Project

Talos


Santorini Eruption

Comparative anthropological and volcanological research of an archaeological case study


The Late Bronze age eruption of Santorini volcano ranks as one of the largest of the last 10,000 years. It has been proposed as a major factor in the collapse of Minoan society due to a combination of tephra fallout, tsunamis and climatic effects, although modern research has failed to explain a causal relation between the two events. Previous studies focused on the material and environmental impacts of the eruption, but neglected to address how the volcanic eruption intersected with the deep cultural roots of Aegean societies. However, a society’s pattern of vulnerability may explain far more profoundly how a disaster unfolds than will the physical force of the hazard.
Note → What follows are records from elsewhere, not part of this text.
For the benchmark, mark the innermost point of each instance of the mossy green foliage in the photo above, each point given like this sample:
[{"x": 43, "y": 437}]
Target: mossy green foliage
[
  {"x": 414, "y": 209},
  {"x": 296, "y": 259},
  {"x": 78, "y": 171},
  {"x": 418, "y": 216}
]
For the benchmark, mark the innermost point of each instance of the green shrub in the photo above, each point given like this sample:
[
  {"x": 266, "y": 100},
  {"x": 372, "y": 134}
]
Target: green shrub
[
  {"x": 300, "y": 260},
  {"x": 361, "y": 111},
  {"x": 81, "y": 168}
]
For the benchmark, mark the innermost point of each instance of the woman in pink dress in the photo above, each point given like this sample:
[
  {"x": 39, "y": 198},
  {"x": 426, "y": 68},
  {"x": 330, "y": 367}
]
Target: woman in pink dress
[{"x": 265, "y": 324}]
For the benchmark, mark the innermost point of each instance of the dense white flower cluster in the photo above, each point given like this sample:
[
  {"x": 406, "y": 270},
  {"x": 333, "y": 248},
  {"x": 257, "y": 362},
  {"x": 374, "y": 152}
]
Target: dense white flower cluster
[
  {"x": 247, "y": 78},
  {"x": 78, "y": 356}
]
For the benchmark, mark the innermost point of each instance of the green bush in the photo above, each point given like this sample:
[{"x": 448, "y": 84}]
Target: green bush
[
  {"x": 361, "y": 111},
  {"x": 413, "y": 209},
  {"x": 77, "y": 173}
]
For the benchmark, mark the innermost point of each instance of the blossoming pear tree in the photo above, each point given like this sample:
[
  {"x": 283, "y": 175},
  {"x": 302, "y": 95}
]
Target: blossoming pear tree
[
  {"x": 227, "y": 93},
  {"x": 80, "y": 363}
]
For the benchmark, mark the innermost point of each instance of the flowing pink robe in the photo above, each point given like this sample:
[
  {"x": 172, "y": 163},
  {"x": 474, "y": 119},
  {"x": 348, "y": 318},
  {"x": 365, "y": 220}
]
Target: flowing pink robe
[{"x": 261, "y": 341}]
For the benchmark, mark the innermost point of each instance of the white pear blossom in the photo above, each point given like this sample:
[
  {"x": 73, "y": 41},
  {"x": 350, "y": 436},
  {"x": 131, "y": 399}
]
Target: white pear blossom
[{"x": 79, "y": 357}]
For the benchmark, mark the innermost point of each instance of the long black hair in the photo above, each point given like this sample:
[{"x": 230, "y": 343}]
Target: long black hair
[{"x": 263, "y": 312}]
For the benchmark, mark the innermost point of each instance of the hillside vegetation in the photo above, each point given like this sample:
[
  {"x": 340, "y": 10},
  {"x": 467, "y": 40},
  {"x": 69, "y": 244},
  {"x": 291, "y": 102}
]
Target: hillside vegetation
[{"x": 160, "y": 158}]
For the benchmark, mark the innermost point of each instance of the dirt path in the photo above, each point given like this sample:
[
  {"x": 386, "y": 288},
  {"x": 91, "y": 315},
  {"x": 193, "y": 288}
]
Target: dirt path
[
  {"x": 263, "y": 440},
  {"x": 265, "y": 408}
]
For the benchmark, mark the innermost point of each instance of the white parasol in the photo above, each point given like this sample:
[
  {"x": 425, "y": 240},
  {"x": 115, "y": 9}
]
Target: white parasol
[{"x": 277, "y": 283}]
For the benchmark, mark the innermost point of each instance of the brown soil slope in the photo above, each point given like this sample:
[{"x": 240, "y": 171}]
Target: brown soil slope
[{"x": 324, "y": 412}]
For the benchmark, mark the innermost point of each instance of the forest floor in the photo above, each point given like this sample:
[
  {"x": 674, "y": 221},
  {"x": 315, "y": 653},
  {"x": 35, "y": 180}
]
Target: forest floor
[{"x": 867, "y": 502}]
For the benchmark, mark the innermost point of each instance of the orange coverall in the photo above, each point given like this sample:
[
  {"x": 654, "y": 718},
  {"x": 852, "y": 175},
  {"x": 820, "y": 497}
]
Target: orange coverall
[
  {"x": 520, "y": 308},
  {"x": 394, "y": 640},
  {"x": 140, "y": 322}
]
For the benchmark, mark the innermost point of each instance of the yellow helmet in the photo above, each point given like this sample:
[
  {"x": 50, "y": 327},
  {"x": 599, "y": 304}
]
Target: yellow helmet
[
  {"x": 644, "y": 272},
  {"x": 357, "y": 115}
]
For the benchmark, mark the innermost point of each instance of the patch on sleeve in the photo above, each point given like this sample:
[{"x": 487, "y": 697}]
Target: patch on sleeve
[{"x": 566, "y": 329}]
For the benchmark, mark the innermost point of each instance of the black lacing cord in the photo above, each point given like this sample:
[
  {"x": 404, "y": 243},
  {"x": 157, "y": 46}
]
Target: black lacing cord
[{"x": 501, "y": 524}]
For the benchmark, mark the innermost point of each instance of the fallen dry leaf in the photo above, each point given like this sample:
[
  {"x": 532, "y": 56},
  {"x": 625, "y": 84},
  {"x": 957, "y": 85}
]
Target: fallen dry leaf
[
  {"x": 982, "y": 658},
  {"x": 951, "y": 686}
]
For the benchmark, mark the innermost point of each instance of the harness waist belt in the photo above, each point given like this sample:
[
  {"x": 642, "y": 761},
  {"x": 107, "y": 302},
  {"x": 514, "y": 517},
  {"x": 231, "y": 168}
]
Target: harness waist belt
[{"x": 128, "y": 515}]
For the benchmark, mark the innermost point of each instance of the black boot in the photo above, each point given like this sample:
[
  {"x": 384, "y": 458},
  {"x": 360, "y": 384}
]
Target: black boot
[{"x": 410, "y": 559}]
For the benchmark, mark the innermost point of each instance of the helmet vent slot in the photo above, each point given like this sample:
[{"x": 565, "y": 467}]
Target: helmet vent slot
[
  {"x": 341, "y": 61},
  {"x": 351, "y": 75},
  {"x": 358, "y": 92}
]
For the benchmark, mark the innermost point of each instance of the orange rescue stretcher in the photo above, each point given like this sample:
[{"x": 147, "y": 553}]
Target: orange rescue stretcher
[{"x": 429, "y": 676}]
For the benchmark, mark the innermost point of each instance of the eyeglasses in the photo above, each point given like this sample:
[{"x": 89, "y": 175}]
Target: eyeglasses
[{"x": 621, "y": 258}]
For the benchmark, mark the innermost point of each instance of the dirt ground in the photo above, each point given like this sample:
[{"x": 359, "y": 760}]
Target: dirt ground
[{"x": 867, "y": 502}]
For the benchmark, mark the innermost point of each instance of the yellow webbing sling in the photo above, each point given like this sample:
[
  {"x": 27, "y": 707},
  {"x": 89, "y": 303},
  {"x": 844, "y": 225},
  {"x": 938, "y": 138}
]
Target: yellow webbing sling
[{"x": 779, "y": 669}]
This project posits that this dimension is key to the understanding of the conditions of vulnerability and resilience that led to the collapse of Minoan society following the Santorini eruption. Following Descola’s theory, we take an ontological characterisation of Minoan society as a starting point for deciphering the cultural construction of nature-society relations in societies exposed to volcanic hazards. We propose to study two historical societies in Indonesia (Tambora, Krakatoa) as well as a recent example on Ambrym with comparable ontologies and which have suffered from volcanic eruptions. Through a combination of volcanic and anthropological studies, we aim at remobilising unexploited data that can inform on the materiality of the impact such catastrophes had on communities. This approach will generate the information needed to put the Aegean Bronze Age archaeological and environmental dataset in a new and broader perspective, which will allow us to revisit the production of the conditions of vulnerability and the response of Minoan society to the Santorini eruption. Through its bottom-up approach, the proposed research will also offer new insights into the production of vulnerability and resilience and occurrence of volcanic disaster, hence contributing new knowledge that can shed light on the potential role of disasters in present and future risk reduction strategies. As such, the project clearly inscribes itself in the Environmental Humanities, scholarship that draws humanities disciplines into conversation with each other, as well as with the natural and social sciences.